As investigações apontam que esses aparelhos têm sido utilizados para mapear a rotina e os deslocamentos diários das vítimas sem qualquer autorização e, na maioria das vezes, sem que elas desconfiem que estão sendo vigiadas.
Como a tecnologia tem sido desvirtuada para a vigilância
Os relatos recebidos pela polícia revelam um padrão de comportamento: homens ocultam os rastreadores em automóveis, bolsas, mochilas e até mesmo em objetos de crianças para obter a localização das vítimas em tempo real. Por serem dispositivos compactos e discretos, eles passam facilmente despercebidos. Além disso, a facilidade de acesso agrava o problema, já que são vendidos amplamente no mercado por valores inferiores a R$ 100.
Na prática, a simplicidade dessas ferramentas viabiliza um monitoramento geográfico contínuo e silencioso.

Prática de esconder tags para monitorar mulheres pode se enquadrar como crime de stalking, afirma a Secretaria da Segurança Pública. – Imagem: divulgação/Samsung
Características do monitoramento clandestino:
- Dimensões reduzidas: Dispositivos pequenos, com tamanho aproximado ao de uma moeda.
- Ocultação estratégica: Instalação camuflada em veículos, forros de bolsas e objetos de uso diário.
- Geolocalização em tempo real: Monitoramento remoto do cotidiano da vítima sem que ela note.
- Acessibilidade financeira: Aparelhos de baixo custo, facilmente encontrados por menos de R$ 100.
- Ausência de consentimento: Invasão de privacidade sem qualquer autorização legal ou pessoal.
Embora ainda não exista uma estatística oficial que contabilize isoladamente o uso de tags para essa finalidade, as ocorrências registradas são direcionadas para a tipificação de stalking.
O enquadramento legal do stalking
De acordo com a Secretaria da Segurança Pública, o rastreamento não autorizado por meio desses dispositivos preenche os requisitos do artigo 147-A do Código Penal, que criminaliza a perseguição. A legislação foi atualizada em 2021 especificamente para punir condutas dessa natureza.
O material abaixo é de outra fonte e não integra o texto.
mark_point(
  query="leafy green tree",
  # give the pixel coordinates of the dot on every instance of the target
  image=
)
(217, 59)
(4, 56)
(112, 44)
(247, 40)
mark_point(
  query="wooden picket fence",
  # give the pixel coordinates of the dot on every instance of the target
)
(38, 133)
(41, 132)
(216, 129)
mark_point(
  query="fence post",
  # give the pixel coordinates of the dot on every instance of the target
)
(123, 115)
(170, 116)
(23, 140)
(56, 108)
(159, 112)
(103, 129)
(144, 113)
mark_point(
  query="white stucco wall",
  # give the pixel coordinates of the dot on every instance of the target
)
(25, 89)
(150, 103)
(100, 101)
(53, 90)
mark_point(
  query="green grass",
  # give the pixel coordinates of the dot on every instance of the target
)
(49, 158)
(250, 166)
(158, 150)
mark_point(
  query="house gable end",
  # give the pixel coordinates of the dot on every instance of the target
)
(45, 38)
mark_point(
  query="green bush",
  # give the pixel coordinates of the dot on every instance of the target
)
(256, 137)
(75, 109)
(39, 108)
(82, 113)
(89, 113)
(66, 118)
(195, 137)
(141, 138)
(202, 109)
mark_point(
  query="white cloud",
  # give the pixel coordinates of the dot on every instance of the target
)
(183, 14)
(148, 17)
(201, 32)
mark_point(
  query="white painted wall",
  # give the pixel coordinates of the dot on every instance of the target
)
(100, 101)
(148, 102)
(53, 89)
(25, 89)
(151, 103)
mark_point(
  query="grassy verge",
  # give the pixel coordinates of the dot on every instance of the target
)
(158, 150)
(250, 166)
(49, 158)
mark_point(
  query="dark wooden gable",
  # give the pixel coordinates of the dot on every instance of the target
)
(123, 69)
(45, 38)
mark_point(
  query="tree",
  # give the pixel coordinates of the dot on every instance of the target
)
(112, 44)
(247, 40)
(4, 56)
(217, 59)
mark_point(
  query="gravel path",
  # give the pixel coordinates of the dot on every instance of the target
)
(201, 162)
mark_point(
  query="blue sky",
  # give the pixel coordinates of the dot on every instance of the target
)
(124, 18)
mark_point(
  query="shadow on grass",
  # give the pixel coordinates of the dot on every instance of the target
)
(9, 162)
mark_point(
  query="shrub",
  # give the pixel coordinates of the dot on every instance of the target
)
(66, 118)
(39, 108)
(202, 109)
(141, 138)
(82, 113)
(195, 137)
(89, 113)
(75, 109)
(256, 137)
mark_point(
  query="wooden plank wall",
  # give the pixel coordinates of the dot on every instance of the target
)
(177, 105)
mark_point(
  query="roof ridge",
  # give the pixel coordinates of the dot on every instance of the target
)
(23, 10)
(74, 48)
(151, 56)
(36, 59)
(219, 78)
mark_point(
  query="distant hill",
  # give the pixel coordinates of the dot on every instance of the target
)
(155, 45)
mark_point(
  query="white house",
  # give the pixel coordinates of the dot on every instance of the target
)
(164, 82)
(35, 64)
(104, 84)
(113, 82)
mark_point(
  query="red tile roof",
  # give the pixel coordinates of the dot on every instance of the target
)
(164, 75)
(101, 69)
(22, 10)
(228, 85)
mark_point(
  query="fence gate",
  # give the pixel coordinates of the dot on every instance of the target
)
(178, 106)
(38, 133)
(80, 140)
O crime de stalking se configura quando há uma perseguição insistente e reiterada, que ameaça a integridade psicológica ou física da vítima, restringe sua capacidade de locomoção ou invade sua esfera de privacidade.
A legislação prevê pena de seis meses a dois anos de reclusão, além de multa. A penalidade pode ser agravada quando o crime é cometido contra mulheres por razões da condição do sexo feminino.
A SSP reforça que o Estado de São Paulo mantém políticas permanentes de combate à violência de gênero e à perseguição, com foco no acolhimento e na proteção das vítimas.

SSP afirma que o estado conta com rede de proteção com delegacias especializadas e aplicativos de apoio às vítimas. – Imagem: Molly Blackbird/Unsplash
Aumento de registros e canais de denúncia na capital
Dados oficiais da SSP apontam uma tendência de alta nas notificações de stalking na 1ª Delegacia de Defesa da Mulher (DDM), localizada no bairro do Cambuci, na região central de São Paulo, durante o primeiro trimestre deste ano em comparação com o mesmo período do ano anterior.
Para o enfrentamento desse cenário, a infraestrutura estadual conta atualmente com 144 Delegacias de Defesa da Mulher e 220 salas de atendimento especializado. Entre as ferramentas de suporte operacional, destaca-se a “Cabine Lilás” — instalada junto ao Centro de Operações da Polícia Militar (Copom) —, que já soma milhares de atendimentos realizados.
No ambiente digital, as mulheres contam com o aplicativo SP Mulher Segura, que viabiliza o acompanhamento de medidas protetivas de urgência e disponibiliza um botão de pânico para emergências, registrando uma base de mais de 61 mil usuárias ativas.
Apesar da rede de apoio disponível, autoridades da área de segurança reconhecem que a subnotificação ainda é um desafio para mapear a real dimensão do problema. O principal fator de preocupação reside no fato de que tecnologias acessíveis e cotidianas, como as tags de localização, transformaram-se em ferramentas de vigilância silenciosa de difícil detecção no dia a dia.